Dans tous les cas, l’euthanasie est une expérience de dépendance ! Si on demande l’euthanasie, c’est que par définition, on reçoit de l’autre la mort. La vraie question est donc : « Veut-on recevoir de l’autre le soin, ou recevoir de l’autre la mort ? » Une société qui ne sait pas promettre le soin ne peut que proposer la mort. La question que vous posez est importante, et elle n’est pas dépourvue d’incidence concrète dans la discussion politique, parce que le sujet est sans doute aussi de réussir à formuler ce qu’on veut dire. C’est la grande question de Saint-Exupéry : que faut-il dire aux hommes ? Ne devons-nous pas formuler ce que nous voulons promettre à nos contemporains dans le langage de leurs aspirations légitimes, pour montrer que la vraie réponse ne se trouve pas là où on la leur propose aujourd’hui ?

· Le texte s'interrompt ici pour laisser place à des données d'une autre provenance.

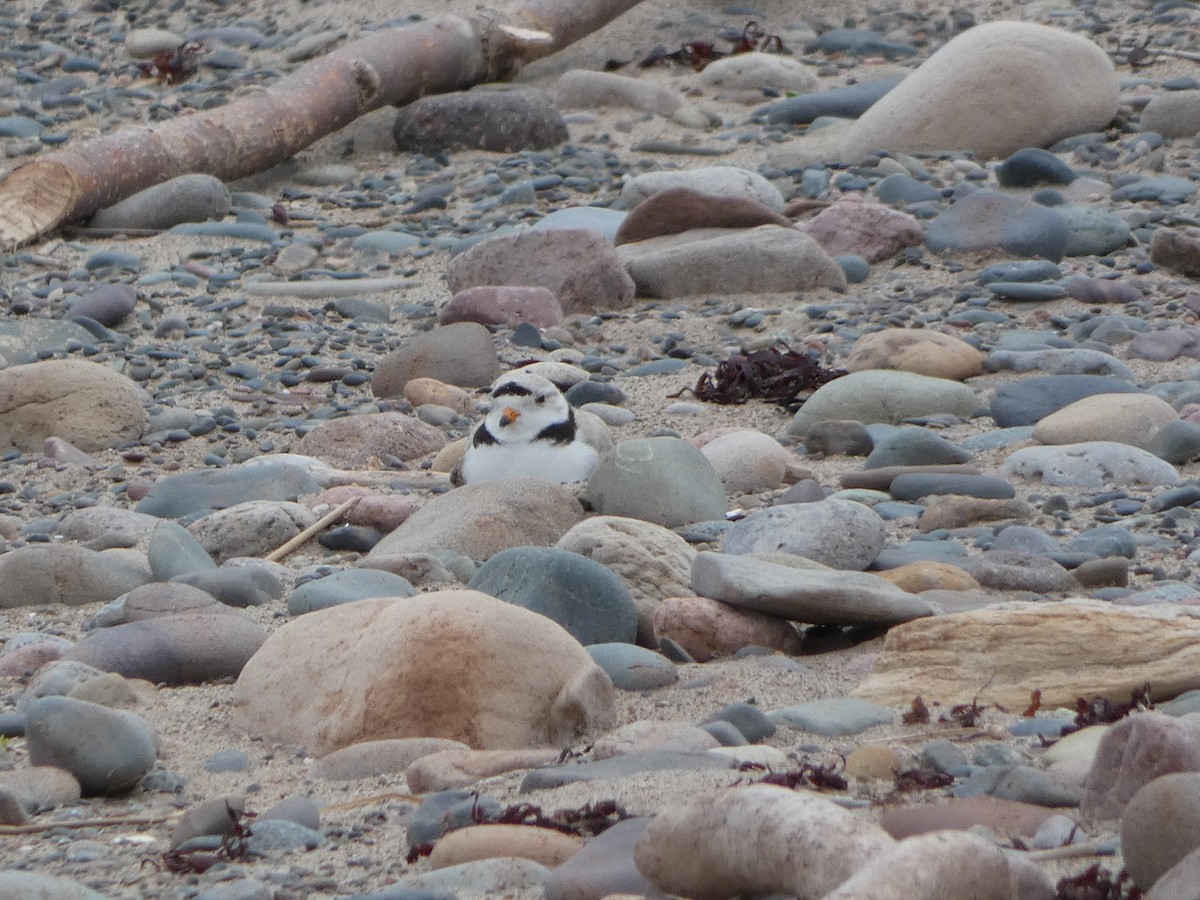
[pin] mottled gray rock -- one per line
(496, 120)
(838, 533)
(173, 649)
(462, 354)
(661, 480)
(186, 198)
(107, 750)
(66, 574)
(481, 520)
(580, 594)
(173, 551)
(85, 403)
(198, 492)
(821, 597)
(717, 180)
(1090, 465)
(883, 396)
(251, 529)
(765, 259)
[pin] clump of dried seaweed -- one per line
(774, 375)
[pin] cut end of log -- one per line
(36, 199)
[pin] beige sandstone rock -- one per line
(994, 89)
(1075, 648)
(85, 403)
(927, 575)
(451, 664)
(1126, 418)
(481, 520)
(756, 840)
(923, 352)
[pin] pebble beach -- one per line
(925, 629)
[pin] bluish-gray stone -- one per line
(237, 586)
(108, 304)
(921, 551)
(107, 750)
(1033, 166)
(915, 485)
(1020, 270)
(193, 493)
(1093, 232)
(832, 717)
(1029, 400)
(621, 766)
(990, 220)
(1110, 540)
(1177, 443)
(193, 197)
(843, 102)
(663, 480)
(631, 667)
(820, 597)
(841, 534)
(1092, 465)
(345, 587)
(447, 811)
(900, 189)
(1021, 784)
(189, 648)
(750, 720)
(598, 219)
(1029, 292)
(586, 598)
(173, 551)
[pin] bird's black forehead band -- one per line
(511, 389)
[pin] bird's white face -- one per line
(523, 407)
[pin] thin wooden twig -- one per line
(331, 516)
(103, 822)
(371, 801)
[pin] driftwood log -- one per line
(261, 130)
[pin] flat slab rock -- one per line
(819, 597)
(1069, 649)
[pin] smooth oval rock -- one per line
(883, 396)
(661, 480)
(994, 89)
(745, 841)
(841, 534)
(107, 750)
(85, 403)
(586, 598)
(485, 672)
(479, 521)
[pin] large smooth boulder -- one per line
(451, 664)
(993, 90)
(484, 519)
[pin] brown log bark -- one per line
(261, 130)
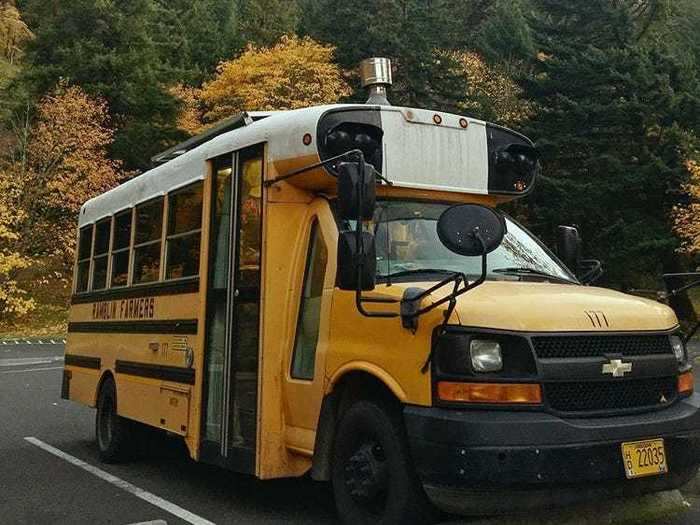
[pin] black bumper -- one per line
(481, 462)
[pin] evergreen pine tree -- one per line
(614, 121)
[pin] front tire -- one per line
(112, 431)
(372, 474)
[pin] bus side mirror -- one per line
(357, 260)
(569, 247)
(356, 266)
(471, 229)
(356, 191)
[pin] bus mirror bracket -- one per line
(569, 248)
(470, 230)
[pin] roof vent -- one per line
(375, 74)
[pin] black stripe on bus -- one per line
(83, 361)
(176, 374)
(170, 326)
(190, 285)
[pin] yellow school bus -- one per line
(333, 290)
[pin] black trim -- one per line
(368, 115)
(181, 286)
(170, 326)
(166, 373)
(83, 361)
(556, 370)
(65, 384)
(239, 459)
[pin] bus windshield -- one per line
(407, 243)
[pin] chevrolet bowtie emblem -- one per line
(617, 368)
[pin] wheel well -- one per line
(357, 385)
(107, 375)
(352, 387)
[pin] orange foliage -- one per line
(294, 73)
(66, 164)
(687, 217)
(491, 94)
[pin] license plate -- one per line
(644, 458)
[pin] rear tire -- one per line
(372, 473)
(112, 432)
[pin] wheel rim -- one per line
(105, 419)
(366, 476)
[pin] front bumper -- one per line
(485, 462)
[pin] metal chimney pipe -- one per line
(375, 74)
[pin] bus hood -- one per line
(548, 307)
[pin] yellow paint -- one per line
(288, 408)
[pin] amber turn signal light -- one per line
(522, 393)
(686, 383)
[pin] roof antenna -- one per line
(375, 74)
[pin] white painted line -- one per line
(30, 361)
(149, 497)
(31, 370)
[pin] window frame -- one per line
(102, 255)
(87, 259)
(117, 251)
(176, 236)
(315, 232)
(135, 246)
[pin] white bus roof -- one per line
(415, 154)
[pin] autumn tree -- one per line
(66, 164)
(687, 215)
(14, 34)
(490, 95)
(14, 300)
(294, 73)
(107, 48)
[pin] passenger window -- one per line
(184, 232)
(310, 309)
(100, 258)
(83, 265)
(149, 230)
(120, 249)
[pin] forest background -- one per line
(90, 90)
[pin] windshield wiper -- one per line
(524, 270)
(402, 273)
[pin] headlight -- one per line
(485, 355)
(679, 349)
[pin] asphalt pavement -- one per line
(50, 472)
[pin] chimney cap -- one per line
(376, 70)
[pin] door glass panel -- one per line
(233, 308)
(310, 309)
(247, 303)
(217, 302)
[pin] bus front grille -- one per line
(573, 346)
(611, 396)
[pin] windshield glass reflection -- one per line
(407, 241)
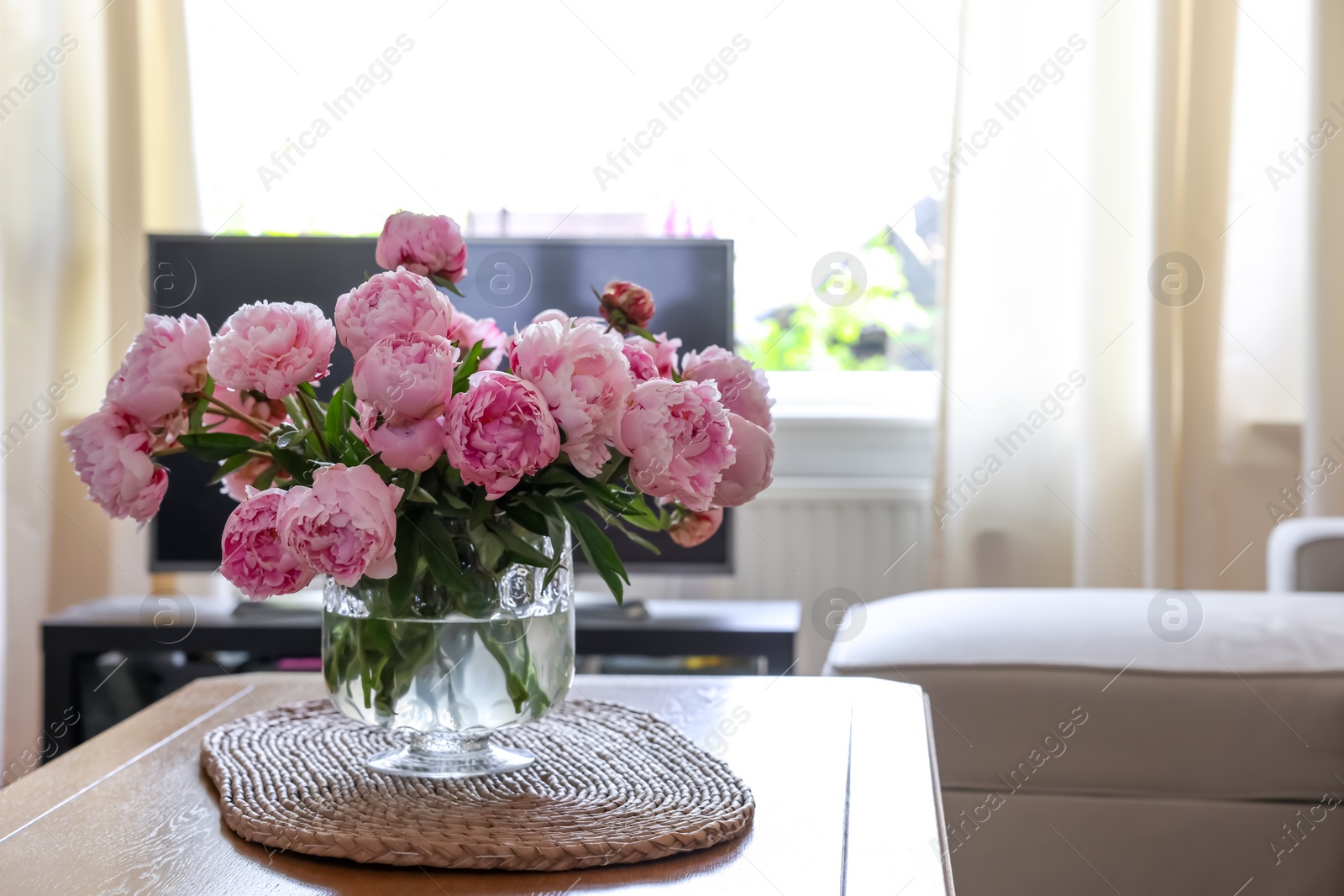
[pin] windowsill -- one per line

En fait la politique est d’autant plus un dialogue de sourds qu’on s’interdit de poser la question du sens.

C’est la grande question du débat entre Platon et Aristote. Platon regarde la cité comme une masse irrationnelle, la foule étant nécessairement gouvernée par les passions, l’instinct, l’archaïsme de la pulsion. Et il faudrait que cette foule folle soit gouvernée par la petite élite de sages qui savent mieux que les fous quel est leur bien ; il faudrait donc réussir à contrer la folie du peuple pour imposer à sa tête la sagesse du petit nombre. Aristote pense, lui, et je ne serais pas loin d’être aristotélicien sur ce point, que l’esprit humain est tourné vers le vrai comme le tournesol vers le soleil et que, si le grand nombre pense quelque chose, il y a de grandes chances que le grand nombre ait raison – dans certaines conditions, et la condition absolue, c’est notamment l’éducation. Dans ces conditions, le peuple partage ce que l’on peut appeler le bon sens, ou le sens commun. Et quand on pense avoir raison seul contre tous, dit Aristote, il faut toujours commencer par s’inquiéter de soi-même, parce qu’il est rare d’avoir vu tout seul une vérité que personne n’aurait perçue. Donc, le sujet est plutôt de réussir à montrer comment ce que nous avons à offrir correspond aux aspirations du plus grand nombre, plutôt que de dire au plus grand nombre que ses aspirations sont mauvaises.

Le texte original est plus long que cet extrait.